Politics & Policy

Political Blockbuster Ahead

There's a first-class political fight looming over Iraq.

There’s a first-class political fight looming. The repercussions of it will be very broad. It will decide major questions of national strategy, critical allocations of authority and, almost certainly, the immediate fate of the existing political parties. In the circumstances, a great deal hangs on getting things right.

A recent poll hints at deep divisions. Nine percent of Americans are unambiguous: They want us out of Iraq. They do not want to send another dollar there, and they want the troops home forthwith.

Well, that group of voters may be articulate, but they are a very small minority, much smaller than the 29 percent who are willing to back the effort in Iraq without imposing any conditions at all on presidential authority. So that at the extremes, the vote is 3-to-1 for President Bush.

Seeking something in between are 58 percent, twice the permissive segment. What they want is to set time limits and, one supposes, corresponding expenditure limits. An American replying to a pollster might find himself wanting to continue the struggle, but wanting also a perspective on that commitment that would need to be expressed either by trimming presidential power or by limiting the sum of money allocated to the enterprise.

The pressing shortage of money for the military requires that there should be subdivisions. An appropriation to maintain a military cadre and to finance continuing refinements of our weapons will not be thought, by a congressman who is uncommitted, to be tantamount to a vote for more of the same in Iraq. But it will all but defy the resources of legislative artisans to make clean distinctions that are able to cohabit (a) with the Constitution of the United States and (b) with pacifist passions that seek, even retroactively, dissociation from the Iraq war.

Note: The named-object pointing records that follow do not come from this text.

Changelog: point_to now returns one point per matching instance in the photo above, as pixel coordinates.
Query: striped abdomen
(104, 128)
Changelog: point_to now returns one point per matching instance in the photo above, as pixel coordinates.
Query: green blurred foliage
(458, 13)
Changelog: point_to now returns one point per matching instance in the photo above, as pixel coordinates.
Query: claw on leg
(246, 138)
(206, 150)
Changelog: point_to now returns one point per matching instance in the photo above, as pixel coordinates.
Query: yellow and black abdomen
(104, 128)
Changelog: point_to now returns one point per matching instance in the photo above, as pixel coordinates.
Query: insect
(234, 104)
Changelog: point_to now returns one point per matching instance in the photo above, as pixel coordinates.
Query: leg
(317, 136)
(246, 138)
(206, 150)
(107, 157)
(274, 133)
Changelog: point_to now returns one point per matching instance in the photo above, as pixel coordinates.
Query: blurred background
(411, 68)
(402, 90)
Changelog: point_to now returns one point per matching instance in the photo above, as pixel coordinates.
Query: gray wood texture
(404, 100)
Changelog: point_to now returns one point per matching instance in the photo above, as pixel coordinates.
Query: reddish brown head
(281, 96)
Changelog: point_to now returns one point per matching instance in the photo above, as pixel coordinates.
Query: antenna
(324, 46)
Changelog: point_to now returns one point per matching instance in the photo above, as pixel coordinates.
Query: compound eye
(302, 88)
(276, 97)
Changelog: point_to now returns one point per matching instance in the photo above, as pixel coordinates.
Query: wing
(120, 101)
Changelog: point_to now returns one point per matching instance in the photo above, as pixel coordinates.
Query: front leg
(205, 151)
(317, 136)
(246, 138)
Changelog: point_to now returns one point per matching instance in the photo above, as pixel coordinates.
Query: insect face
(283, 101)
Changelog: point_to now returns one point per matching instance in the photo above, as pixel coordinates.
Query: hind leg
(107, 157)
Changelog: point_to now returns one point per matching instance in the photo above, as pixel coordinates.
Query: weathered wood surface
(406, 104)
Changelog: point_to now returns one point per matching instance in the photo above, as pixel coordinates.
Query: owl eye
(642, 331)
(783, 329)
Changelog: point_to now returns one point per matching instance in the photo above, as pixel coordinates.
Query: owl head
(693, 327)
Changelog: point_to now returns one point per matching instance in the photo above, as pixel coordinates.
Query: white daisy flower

Senate Majority Leader Harry Reid is a tough partisan, and he speaks pretty plainly on the question ahead. “I think the American people have lost confidence in this administration. [So,] we’re going to send the president a bill that has a timetable in it.”

So, the president will veto that bill.

Then we’ll have the great confrontation. Can the Reid faction come up with the two-thirds vote necessary to override the veto? Sixty-seven senators and 290 representatives?

Current thinking doubts this. If things got so bad in Iraq as to enjoin two-thirds of the legislature to dismember the Constitution, removing the supremacy over the military from the executive, we’d have reached a point at which impeachment would be seriously considered.

It would not be difficult, if congressional tempers rose that fiercely in opposition to Iraq, to reword opposition from particularities of presidential conduct (Iraq) to generic delinquencies (official misconduct). Some members of Congress, faced with the alternatives, would rather proceed to argue that the president has violated his oath of office, than to argue that he made wrong decisions in a particular theater of operations.

Imagine that you are a Republican legislator anticipating a run for re-election next year. Your prospective opponent is arguing hard and noisily to conclude the Iraq operation. He is taking the lead from Senator Reid: Go for a bill with a timetable.

Question No. 1 for the GOP candidate: Do I go along with the timetable? Question No. 2 would then be: Do I vote to override the president’s veto? And then, Do I vote for impeachment?

Impeachment is an ugly word in American history. Impeachment was voted in 1998 against President Clinton, but for the concrete offenses of lying to a federal grand jury and obstructing justice. And when the articles of impeachment went to the Senate, the vote fell far short of the two-thirds necessary to convict.

It is not inconceivable that the power brokers in Washington in the present case would pause over the alternative of impeachment, but there are no means in this situation merely to settle for the satisfaction of having impeached. The question of Iraq would continue, as also the question of the right of presidents to prescribe strategy.

Ugly challenges, but it’s an ugly dilemma, and the question at the deep end is: Can democratic government handle this thing smoothly, and live again?